The difference in number of elements and final score between championships with and without code change are presented using estimated marginal means, with 95% confidence intervals (CI). The evolution of number of elements and final score over a 10-year time period is presented by multiplying the simple effect of year by 10 and are also expressed as percentages of the grand mean. This is done both overall for the full sample and comparing between championships with and without code change. Finally, the relationship between final score and number of elements are presented as standardized effect sizes by multiplying the simple effects of number of elements by two SD of the number of elements in the original sample. Standardized effect sizes were also calculated by dividing the difference by the SD derived from all random variance components of the models (Westfall et al., 2014). The standardized effect sized for the number of elements are interpreted as small (≥0.2), moderate (≥0.6), large (≥1.2), very large (≥2.0) and extremely large (≥4.0) (Hopkins et al., 2009). For final score, the standardized effect sizes are interpreted as small (≥0.3), moderate (≥0.9), large (≥1.6), very large (≥2.5) and extremely large (≥4.0) (Malcata and Hopkins, 2014).
Results
The mean and SD of number of elements and final score for each championship and apparatus are presented in Figures 1, 2. The evolution over time, together with indications of when code changes occurred are presented graphically for number of elements (Figure 1) and final score (Figure 2).
Figure 1. Evolution of average number of elements with standard deviation for each apparatus. Vertical lines indicate code change.
Figure 2. Evolution of average final score with standard deviation for each apparatus. Vertical lines indicate code change.
The estimated means of number of elements and final score for championships with and without code change, when accounting for change over time and number of elements, are presented in Table 3 together with the raw and standardized difference. There is no clear general difference in number of elements between championships with and without code change. There is small increase in number of elements in hoop and a small decrease in rope after a code change. The final score is generally lower in championships after a code change, with small difference in hoop, moderate in clubs and ribbon, and large in rope.

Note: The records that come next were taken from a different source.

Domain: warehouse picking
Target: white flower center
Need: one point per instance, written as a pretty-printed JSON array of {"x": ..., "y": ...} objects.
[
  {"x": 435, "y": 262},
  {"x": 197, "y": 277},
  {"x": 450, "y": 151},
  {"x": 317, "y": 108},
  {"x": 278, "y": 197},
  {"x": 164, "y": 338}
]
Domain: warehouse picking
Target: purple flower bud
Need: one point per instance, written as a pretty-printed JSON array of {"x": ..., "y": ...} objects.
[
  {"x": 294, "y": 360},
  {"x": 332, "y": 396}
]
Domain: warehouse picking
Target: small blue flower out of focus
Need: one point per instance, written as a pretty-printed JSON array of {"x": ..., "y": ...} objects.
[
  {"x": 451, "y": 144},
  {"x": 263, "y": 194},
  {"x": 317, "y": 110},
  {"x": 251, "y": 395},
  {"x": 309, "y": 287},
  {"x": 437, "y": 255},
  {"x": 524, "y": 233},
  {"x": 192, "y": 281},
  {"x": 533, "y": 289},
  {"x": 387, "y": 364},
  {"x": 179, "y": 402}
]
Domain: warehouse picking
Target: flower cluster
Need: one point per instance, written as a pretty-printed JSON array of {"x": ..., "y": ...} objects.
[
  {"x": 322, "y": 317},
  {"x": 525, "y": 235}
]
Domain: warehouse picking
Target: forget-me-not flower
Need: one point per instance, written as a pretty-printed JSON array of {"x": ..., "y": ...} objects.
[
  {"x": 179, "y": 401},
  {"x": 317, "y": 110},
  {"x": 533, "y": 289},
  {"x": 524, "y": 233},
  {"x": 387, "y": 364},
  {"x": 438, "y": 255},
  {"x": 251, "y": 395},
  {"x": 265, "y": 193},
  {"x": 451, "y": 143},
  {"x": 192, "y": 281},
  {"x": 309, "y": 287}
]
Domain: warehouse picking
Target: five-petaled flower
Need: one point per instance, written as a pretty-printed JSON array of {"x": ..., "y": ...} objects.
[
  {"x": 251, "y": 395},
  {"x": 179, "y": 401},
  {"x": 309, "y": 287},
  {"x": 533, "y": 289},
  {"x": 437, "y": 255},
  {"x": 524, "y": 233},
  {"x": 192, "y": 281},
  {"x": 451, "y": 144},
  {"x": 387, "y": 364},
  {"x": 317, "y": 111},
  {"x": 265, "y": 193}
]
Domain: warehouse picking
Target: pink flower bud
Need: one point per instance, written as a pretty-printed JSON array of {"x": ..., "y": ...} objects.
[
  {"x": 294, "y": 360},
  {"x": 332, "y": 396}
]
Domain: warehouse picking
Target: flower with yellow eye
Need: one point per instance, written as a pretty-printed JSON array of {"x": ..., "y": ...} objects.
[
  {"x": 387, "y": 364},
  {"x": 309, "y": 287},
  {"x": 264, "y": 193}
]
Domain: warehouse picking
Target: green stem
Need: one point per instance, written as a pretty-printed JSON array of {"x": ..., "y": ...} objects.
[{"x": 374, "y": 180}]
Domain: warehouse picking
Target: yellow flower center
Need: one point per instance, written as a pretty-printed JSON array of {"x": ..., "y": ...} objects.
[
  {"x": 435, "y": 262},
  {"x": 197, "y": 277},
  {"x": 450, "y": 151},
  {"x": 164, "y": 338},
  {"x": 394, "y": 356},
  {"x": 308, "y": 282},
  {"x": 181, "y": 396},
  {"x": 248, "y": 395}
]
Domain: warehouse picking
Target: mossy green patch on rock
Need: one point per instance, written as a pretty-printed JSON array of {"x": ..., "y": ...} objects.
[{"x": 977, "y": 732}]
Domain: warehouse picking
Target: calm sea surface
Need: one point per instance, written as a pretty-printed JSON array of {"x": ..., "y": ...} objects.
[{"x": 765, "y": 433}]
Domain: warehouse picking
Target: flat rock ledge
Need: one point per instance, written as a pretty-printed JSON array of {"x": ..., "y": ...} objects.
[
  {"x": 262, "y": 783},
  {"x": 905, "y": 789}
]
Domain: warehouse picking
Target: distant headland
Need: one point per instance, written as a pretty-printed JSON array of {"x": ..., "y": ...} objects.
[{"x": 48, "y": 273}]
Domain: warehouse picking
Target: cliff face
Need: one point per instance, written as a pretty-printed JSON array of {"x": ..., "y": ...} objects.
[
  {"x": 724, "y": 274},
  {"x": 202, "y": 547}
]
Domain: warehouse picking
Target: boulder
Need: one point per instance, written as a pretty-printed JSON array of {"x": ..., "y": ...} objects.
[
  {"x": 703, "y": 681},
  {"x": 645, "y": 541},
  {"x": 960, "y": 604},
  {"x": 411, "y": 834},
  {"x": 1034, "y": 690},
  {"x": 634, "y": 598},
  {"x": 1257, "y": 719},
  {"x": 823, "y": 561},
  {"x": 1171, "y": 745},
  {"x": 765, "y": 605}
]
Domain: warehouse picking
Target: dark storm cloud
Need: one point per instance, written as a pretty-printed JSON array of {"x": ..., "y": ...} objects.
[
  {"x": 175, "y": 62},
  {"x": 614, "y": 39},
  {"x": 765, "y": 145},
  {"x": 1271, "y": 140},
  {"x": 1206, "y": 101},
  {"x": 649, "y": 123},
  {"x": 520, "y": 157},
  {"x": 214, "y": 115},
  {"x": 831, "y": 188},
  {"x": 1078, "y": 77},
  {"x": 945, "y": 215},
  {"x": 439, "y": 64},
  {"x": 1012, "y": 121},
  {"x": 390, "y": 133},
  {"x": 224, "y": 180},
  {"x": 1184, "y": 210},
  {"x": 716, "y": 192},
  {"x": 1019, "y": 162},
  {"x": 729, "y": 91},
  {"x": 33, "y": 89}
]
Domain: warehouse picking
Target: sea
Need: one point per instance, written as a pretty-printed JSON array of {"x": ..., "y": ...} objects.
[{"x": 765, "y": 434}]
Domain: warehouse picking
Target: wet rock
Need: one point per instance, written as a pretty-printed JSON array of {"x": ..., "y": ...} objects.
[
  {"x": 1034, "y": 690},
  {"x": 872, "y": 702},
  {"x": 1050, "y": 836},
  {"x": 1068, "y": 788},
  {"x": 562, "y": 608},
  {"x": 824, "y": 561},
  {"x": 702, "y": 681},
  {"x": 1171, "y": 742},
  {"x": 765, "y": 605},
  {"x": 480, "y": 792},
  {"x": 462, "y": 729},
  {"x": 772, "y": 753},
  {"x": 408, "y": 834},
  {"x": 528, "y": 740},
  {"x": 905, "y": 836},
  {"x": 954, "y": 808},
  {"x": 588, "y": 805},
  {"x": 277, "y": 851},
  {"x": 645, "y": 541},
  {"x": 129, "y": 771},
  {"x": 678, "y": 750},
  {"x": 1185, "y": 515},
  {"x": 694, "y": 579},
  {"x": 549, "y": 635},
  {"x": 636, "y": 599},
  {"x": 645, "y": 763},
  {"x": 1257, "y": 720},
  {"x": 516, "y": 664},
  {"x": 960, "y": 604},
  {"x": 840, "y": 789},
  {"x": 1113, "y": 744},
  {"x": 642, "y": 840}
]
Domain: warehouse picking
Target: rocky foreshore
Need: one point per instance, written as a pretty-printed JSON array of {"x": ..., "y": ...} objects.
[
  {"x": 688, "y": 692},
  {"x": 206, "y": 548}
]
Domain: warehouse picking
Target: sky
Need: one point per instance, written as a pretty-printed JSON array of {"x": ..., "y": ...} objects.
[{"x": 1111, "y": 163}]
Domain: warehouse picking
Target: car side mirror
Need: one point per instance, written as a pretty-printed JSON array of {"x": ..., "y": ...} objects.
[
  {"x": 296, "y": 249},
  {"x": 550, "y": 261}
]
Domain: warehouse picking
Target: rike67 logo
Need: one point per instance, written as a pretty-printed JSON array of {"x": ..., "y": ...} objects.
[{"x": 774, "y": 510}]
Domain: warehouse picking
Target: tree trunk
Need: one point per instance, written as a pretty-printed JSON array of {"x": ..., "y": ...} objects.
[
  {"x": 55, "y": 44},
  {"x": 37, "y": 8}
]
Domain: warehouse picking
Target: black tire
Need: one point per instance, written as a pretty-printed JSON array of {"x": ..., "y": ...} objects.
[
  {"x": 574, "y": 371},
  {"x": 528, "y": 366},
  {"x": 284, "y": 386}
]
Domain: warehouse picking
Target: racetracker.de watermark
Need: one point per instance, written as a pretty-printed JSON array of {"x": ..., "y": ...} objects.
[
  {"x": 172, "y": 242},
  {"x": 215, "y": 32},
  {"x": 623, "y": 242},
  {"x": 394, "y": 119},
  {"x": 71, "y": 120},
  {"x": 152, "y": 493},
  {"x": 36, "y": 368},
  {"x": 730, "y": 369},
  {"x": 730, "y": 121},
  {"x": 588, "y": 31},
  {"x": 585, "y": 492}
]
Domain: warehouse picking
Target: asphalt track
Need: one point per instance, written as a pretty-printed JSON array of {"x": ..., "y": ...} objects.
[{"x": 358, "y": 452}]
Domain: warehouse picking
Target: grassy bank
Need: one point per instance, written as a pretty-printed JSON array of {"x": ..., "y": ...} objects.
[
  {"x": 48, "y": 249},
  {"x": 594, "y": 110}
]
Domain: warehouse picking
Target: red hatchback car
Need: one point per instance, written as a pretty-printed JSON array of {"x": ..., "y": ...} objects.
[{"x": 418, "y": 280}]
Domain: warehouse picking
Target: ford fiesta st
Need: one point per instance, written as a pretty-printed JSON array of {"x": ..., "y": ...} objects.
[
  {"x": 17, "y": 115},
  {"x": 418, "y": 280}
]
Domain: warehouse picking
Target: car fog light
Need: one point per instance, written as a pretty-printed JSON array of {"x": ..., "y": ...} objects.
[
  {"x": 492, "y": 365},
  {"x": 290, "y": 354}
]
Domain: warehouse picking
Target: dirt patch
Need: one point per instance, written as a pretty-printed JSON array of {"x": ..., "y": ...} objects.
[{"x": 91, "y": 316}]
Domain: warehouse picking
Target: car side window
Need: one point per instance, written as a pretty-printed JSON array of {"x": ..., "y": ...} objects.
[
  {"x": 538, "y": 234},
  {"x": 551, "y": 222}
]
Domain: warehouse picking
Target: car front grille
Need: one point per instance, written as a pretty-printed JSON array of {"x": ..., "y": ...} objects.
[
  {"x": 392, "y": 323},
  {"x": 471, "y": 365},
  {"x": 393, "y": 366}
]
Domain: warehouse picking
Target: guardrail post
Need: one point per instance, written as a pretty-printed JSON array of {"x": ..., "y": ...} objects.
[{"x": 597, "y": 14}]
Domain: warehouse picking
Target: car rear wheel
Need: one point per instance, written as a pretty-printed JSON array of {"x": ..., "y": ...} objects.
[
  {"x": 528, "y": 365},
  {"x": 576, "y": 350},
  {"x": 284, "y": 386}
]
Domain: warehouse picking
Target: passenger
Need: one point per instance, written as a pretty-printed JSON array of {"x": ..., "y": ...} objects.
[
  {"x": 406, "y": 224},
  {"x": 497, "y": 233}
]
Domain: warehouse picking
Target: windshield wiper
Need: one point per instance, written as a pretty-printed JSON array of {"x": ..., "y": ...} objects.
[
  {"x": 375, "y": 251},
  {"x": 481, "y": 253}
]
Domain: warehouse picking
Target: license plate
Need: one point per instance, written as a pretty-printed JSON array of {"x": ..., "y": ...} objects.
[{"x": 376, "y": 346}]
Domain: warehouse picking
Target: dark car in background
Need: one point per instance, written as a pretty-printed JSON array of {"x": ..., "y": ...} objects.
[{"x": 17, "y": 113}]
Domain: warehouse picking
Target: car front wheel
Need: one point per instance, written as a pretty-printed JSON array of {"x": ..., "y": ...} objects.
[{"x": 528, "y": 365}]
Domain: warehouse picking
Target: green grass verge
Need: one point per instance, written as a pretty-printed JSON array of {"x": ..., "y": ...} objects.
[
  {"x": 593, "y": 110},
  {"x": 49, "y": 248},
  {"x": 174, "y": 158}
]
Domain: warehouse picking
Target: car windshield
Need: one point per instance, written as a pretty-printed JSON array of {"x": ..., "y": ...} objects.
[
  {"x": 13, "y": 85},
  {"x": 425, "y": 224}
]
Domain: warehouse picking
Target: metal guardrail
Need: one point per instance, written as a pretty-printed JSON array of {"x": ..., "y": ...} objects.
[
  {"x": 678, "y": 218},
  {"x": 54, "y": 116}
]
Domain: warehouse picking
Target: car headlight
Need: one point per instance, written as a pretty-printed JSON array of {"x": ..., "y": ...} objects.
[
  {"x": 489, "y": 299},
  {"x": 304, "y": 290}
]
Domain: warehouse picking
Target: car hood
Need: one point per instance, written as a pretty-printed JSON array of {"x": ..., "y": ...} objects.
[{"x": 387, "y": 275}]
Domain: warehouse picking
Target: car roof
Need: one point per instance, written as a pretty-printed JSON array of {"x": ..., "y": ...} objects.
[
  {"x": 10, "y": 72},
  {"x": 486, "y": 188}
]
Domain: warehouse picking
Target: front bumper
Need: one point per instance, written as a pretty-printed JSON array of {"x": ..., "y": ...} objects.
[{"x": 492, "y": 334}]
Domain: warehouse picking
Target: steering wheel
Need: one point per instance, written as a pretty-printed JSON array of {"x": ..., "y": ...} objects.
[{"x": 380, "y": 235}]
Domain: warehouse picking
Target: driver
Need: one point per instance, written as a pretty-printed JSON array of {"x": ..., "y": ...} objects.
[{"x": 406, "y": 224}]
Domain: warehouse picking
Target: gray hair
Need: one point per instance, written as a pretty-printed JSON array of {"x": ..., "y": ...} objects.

The estimated evolution over a 10-year period of number of elements and final score, when accounting for all other effects, are presented in Table 4. Moreover, the estimated evolution for championships with and without code change, as well as difference are also presented in Table 4. The number of elements has increased for all apparatus. Over a 10-year period, it increased 20% in ball, 12% in clubs, 20% in hoop, 7.4% in ribbon and 13% in rope. The final score seems to have increased in ball and decreased in clubs and rope. Over a 10-year period, the change was 14% in ball, -1.7% in clubs, 2.8% in hoop, -0.6% in ribbon and -6.3% in rope. The increase is higher in ribbon and rope.
Table 4. Estimated 10-year evolution overall, with and without code change for number of elements and final score.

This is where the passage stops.